Myelofibrosis

Myelofibrosis

[mahy-uh-loh-fahy-broh-sis]
Myelofibrosis, also known as myeloid metaplasia, chronic idiopathic myelofibrosis, and primary myelofibrosis,, is a disorder of the bone marrow, in which the marrow is replaced by fibrous (scar) tissue (collagen).

Myelofibrosis was first described in 1879 and is currently classified as a myeloproliferative disease caused by the growth and proliferation of an abnormal bone marrow stem cell, resulting in the replacement of the bone marrow with fibrous connective tissue.

Signs and symptoms

  • Abdominal fullness related to an enlarged spleen
  • Bone pain
  • Bruising and easy bleeding due to inadequate numbers of platelets
  • Fatigue
  • Increased susceptibility to infection, such as pneumonia or diarrhea
  • Pallor and shortness of breath while doing physical work due to anemia

Pathophysiology

The bone marrow is replaced by collagen fibrosis, impairing the patient's ability to generate new blood cells resulting in a progressive pancytopenia. It is usually reactive following other myeloproliferative disorders, such as polycythemia rubra vera or essential thrombocytosis. Extramedullary haematopoeisis occurs as the haemopoetic cells migrate away from the bone marrow, to the liver and spleen. Patients often have hepatosplenomegaly and poikilocytosis.
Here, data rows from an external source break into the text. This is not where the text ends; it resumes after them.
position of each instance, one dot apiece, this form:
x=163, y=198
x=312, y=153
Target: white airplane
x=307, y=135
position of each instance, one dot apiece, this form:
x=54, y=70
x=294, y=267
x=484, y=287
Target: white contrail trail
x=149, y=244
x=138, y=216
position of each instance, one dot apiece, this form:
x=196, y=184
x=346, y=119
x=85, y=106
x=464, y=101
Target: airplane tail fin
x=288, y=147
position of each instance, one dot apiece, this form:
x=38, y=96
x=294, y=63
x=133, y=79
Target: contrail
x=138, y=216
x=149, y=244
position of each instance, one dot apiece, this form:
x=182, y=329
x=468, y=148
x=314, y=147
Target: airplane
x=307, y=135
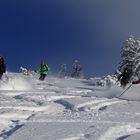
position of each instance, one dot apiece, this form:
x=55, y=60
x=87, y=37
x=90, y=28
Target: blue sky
x=60, y=31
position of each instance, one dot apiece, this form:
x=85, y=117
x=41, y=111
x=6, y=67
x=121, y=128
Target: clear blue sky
x=61, y=31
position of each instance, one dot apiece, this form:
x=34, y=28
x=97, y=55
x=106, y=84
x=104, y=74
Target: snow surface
x=66, y=109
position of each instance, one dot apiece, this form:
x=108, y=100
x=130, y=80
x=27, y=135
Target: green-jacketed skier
x=43, y=70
In primary myelofibrosis, a progressive scarring (fibrosis) of the bone marrow occurs. As a result, blood forms in sites other than the bone marrow, such as the liver and spleen. This causes an enlargement of these organs. The cause and risk factors are unknown. It commonly occurs in the spent phase of Polycythemia rubra vera, possibly in response to the medication hydroxyurea poisoning the marrow.

Diagnosis

Diagnosis is based upon:

  1. Normochromic normocytic anaemia
  2. Red cell poikilocytosis on blood film (tear-drop shaped RBCs)
  3. JAK 2 mutation on Val 617 Phe locus in 50%
  4. Raised levels of lactate dehydrogenase
  5. Raised neutrophil alkaline phosphatase score
  6. Bone marrow biopsy may show increased cellularity and fibrosis

Treatment

Myleofibrosis has no known cure. Treatment is often challenging and is largely supportive. This may include regular folic acid, allopurinol or blood transfusions. Dexamethasone, alpha-interferon and hydroxycarbamide may play a role. Lenalidomide and Thalidomide may be used in its treatment, though they can cause gout and leave the patient susceptible to diseases such as pneumonia. Frequent blood transfusions may also be required.

Prognosis

Myelofibrosis leads to progressive bone marrow failure. The mean survival is five years and causes of death include infection, bleeding, organ failure, portal hypertension, and leukemic transformation.

Epidemiology

The disorder usually develops slowly, in people over 50 years old.